Non è condivisibile, infatti, la disposizione che limita la possibilità di
acquistare prodotti hardware e software solo con cadenza quadriennale; la
tecnologia infatti ha il passo veloce e imporre un vincolo quadriennale è
anacronistico , oltre ad essere limitativo del diritto dei docenti ad
aggiornarsi e di stare al passo coi tempi.
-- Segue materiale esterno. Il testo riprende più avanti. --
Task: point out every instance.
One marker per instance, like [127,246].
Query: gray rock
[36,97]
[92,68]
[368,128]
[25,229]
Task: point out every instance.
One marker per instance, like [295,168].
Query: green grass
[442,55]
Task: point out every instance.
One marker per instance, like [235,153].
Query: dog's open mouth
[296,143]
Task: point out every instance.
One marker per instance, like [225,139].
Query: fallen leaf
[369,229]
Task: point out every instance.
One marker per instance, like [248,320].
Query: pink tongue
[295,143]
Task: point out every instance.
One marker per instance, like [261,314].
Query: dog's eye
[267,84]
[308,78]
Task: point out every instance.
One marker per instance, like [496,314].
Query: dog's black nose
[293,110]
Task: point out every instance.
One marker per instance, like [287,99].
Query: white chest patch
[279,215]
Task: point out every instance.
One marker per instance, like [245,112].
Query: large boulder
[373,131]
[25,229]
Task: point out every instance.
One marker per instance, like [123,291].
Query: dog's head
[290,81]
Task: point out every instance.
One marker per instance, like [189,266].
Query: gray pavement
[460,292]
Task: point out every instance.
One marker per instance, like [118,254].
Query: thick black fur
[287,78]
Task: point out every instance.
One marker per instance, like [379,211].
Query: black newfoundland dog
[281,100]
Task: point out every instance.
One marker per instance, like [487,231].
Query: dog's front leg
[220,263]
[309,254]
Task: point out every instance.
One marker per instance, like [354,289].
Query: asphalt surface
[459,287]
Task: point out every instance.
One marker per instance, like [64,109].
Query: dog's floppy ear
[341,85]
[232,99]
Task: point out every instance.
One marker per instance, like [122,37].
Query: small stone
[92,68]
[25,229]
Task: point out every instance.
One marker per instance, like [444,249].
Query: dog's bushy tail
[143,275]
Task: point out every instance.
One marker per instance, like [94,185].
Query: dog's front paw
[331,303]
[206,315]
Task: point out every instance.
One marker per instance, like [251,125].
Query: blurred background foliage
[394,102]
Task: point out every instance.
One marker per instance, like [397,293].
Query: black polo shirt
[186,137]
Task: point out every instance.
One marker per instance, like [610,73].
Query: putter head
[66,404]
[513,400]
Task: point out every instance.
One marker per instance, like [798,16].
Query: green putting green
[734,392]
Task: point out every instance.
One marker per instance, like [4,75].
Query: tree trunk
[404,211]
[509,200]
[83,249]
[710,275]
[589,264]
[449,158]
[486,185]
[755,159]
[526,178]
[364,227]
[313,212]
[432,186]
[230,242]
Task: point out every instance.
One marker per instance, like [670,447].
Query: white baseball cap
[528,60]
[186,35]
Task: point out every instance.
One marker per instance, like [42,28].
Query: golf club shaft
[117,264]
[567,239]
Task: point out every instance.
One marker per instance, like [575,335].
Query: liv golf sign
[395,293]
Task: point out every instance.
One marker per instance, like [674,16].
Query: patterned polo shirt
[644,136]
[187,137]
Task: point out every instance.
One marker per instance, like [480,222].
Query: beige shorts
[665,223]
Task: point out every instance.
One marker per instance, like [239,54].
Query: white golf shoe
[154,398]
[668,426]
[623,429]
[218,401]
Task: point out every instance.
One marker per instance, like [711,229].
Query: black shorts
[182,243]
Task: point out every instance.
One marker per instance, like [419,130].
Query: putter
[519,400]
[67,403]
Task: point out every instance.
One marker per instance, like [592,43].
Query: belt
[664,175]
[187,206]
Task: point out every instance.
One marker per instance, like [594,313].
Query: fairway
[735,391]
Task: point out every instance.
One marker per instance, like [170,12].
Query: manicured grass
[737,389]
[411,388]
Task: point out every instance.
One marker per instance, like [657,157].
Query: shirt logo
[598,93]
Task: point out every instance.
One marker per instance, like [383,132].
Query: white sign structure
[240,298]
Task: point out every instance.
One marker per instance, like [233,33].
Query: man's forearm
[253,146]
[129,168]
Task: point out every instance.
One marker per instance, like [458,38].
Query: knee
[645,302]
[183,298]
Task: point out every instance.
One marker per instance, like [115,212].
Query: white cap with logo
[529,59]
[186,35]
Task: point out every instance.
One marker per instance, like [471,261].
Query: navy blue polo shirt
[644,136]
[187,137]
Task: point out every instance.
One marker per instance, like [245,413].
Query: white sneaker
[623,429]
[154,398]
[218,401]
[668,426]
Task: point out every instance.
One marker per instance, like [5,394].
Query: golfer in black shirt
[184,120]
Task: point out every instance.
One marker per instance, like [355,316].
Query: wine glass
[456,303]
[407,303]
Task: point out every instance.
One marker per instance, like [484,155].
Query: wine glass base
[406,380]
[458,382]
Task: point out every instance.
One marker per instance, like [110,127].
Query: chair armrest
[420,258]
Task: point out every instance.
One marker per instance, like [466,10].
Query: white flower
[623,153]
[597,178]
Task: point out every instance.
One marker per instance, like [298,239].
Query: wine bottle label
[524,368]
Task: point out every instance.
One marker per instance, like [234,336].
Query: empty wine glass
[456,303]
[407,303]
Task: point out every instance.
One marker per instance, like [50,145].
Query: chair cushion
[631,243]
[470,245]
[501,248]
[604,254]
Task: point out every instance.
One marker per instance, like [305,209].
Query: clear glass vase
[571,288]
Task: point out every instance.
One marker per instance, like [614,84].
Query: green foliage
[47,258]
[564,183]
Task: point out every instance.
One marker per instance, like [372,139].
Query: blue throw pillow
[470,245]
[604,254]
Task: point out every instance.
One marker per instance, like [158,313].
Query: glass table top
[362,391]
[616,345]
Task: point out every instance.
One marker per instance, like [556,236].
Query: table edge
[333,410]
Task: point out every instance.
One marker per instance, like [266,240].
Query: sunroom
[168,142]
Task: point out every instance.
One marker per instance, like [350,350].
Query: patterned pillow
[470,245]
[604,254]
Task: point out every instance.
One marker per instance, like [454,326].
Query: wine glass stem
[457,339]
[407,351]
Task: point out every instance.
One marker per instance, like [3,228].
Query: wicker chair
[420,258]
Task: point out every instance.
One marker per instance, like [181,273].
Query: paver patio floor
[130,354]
Né tampoco appare accettabile che, per estendere la Carta a tutto il
personale docente ed educativo anche precario, si possa ridurre la somma
pro capite del beneficio spettante.

DISCRIMINAZIONI NEI CONFRONTI DEI DOCENTI CON
INCARICO DI SUPPLENZA BREVE E SALTUARIA.

Infine restano, allo stato attuale, esclusi dalla platea dei beneficiari ,
nonostante la recente pronuncia della Corte di Giustizia Europea, i supplenti
con incarichi brevi e saltuari.

Con la Sentenza del 3 luglio 2025, la Corte di Giustizia dell’Unione
Europea ha dichiarato incompatibile con il diritto dell’Unione una
normativa nazionale che escluda automaticamente i docenti con incarichi
di supplenza breve dall’accesso alla carta del docente (del valore di 500
euro annui), riservandola ai soli docenti di ruolo o ai supplenti annuali.
Secondo la Corte, tale esclusione costituisce una discriminazione fondata
sul tipo di contratto, in violazione della clausola 4 dell’Accordo quadro
sul lavoro a tempo determinato, allegato alla direttiva 1999/70/CE, la
quale vieta, salvo ragioni oggettive, che i lavoratori a tempo determinato
siano trattati in modo meno favorevole rispetto ai lavoratori a tempo
indeterminato comparabili. La Corte ha affermato che la sola circostanza
che un supplente breve non sia in servizio per l’intero anno scolastico
non rappresenta di per sé una “ragione oggettiva” sufficiente a
giustificare il diverso trattamento, richiedendo che eventuali deroghe siano
supportate da motivi oggettivi e documentati. Ha inoltre sottolineato che i
docenti a tempo determinato, anche con contratti di breve durata, svolgono
mansioni comparabili a quelle dei docenti di ruolo, partecipando alle
medesime attività didattiche e formative nel periodo di servizio. La sentenza
ribadisce il principio secondo cui la natura dell’attività educativa non
dipende dalla durata del contratto, bensì dalle mansioni effettivamente
svolte, richiamando in tal senso l’indirizzo già espresso con l’ordinanza C-
450/21.

E’ ancora possibile richiedere il bonus docente degli ultimi 5 anni, con
ricorso al Giudice del Lavoro e ad importo pieno di euro 500 mensili.